Lamss reported that sometimes people would come into his office who just wanted to know if the changes were really true. They simply could not believe them. “I don’t just see the loud protests on the streets every Monday and the tears during discussions about debt advice. I also see the silent protests during personal consultations from people with dazed faces who are stunned.”

Asked whether recipients of Unemployment Benefit II could actually be forced to move out from their apartments into a smaller one, Lamss explained, “Many details about this law are not yet known, because the individual regulations on its implementation have not yet been released. And this of course means insecurity for those affected, and sometimes for the counsellors too. The fact that Minister Clement wants to enforce a law with brute force that is not only anti-social but also poorly conceived and incomplete makes the entire situation even worse.

“Definite rules have already been specified over the issue of accommodation. If I remember correctly, persons living alone will be allowed a maximum of 40 square meters, for two people 60, and so on. This can definitely mean that some will be compelled to move house. It will especially affect families that break up or partners who have already split where one still lives in a large apartment. The official administering the case will be the one who decides, but the degree of flexibility to be given for such decisions is not clear.”

On the Leipzig Monday demonstrations, Lamss explained that the organisation Action Alliance: Social Justice—Stop the Gutting of Social Services, in which he participates, had originally planned and announced a demonstration for August 30 back in June. The intention was to kick off the protests against Hartz IV. However, as details of the new law became known and provoked outrage, the Monday demonstrations began a lot earlier, as they also did in Magdeburg. “We were simply overtaken by events,” said Lamss.

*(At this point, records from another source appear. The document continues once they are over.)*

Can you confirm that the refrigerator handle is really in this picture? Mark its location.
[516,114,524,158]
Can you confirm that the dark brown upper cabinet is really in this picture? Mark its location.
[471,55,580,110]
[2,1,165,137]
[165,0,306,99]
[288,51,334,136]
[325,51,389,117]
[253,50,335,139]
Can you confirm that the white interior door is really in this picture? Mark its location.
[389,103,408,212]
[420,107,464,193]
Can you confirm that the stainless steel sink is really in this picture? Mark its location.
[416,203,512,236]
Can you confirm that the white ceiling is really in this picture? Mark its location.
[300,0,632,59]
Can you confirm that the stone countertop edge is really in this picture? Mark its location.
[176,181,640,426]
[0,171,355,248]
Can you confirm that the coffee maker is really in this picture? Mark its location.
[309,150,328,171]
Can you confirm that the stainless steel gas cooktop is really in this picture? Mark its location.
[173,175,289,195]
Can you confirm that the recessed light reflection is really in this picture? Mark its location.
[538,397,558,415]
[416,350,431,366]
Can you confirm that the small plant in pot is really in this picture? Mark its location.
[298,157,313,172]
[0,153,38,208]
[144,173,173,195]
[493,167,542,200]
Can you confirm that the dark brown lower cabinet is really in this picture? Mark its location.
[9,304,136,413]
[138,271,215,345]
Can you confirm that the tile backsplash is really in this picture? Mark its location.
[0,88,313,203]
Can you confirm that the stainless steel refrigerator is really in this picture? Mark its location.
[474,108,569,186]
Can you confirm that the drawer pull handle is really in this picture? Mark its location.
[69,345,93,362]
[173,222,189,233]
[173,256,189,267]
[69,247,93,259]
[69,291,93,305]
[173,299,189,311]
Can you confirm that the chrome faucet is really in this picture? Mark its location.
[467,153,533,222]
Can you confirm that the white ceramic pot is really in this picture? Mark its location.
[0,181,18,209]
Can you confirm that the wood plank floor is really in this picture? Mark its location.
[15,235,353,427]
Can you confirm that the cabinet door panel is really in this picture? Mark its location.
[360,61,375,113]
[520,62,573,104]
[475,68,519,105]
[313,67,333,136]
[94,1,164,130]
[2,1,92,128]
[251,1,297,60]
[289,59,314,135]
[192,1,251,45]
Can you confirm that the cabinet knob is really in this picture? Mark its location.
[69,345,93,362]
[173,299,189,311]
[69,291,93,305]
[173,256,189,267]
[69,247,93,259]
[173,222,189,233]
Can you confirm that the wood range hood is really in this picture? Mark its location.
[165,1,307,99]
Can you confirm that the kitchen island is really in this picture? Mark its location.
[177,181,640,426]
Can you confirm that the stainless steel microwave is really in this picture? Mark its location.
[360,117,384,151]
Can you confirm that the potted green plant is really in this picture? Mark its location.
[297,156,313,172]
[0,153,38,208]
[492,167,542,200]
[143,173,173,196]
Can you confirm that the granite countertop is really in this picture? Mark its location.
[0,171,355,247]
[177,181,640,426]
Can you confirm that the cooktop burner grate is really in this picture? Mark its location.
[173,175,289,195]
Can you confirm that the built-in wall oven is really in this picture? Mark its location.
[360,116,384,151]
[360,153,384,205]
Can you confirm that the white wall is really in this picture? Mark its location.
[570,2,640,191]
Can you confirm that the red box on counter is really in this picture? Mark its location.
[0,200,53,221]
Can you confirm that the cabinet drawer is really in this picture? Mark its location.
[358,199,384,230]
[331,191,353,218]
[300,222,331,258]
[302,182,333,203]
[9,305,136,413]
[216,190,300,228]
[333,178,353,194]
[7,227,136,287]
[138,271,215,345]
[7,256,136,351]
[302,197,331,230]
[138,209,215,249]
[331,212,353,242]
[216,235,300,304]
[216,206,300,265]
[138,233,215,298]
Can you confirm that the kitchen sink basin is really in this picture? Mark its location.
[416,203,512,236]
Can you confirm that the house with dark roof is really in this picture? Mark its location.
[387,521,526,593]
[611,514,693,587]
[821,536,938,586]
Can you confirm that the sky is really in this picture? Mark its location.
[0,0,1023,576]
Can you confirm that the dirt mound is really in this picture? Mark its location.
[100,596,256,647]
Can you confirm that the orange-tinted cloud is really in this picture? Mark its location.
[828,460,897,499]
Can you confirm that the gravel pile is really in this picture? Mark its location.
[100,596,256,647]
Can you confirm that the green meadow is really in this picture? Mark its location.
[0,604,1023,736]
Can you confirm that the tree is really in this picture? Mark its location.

At a counselling office for the homeless

Just a few blocks away from the LEZ in the suburb of Gohlis is a soup kitchen for the homeless. Each day, between 50 and 70 homeless people are given warm food, according to the person in charge there, who also explained that he was not allowed to provide any further information. A directive from the government department prohibits any unauthorised contact with the press.

Even the head of the outreach clinic for the homeless, Four Walls, Constanze Klenk, only spoke to us after lengthy consultation with department officials. It is clear that the state administration is taking great lengths to conceal the city’s social misery. The unofficial number of homeless people is reportedly very high. The outreach clinic has between 100 and 150 people registered as permanently homeless, and the figure for the city is much higher. Many find shelter with friends or relatives or underneath trees.

The main reason for homelessness is eviction due to outstanding rent. Whether this would get even worse under Hartz IV, Klenk did not want to say. “However, it will not get any better, that much is for sure,” she admitted. “Where are the jobs supposed to come from? In reality, the 600,000 one-euro jobs will replace those positions that are today higher-paid. It’s getting continually worse.”

Klenk is sometimes astonished at the calmness that Clement displays when he stands before the cameras and makes his provocative remarks. “I think that you can only explain this on the basis that this man has absolutely no idea of the consequences of what he is doing and people’s reactions here,” she said. “There is something called human dignity, and when this is destroyed, the consequences for those affected are incalculable. I don’t know what’s going to happen, but it makes one worried and anxious.”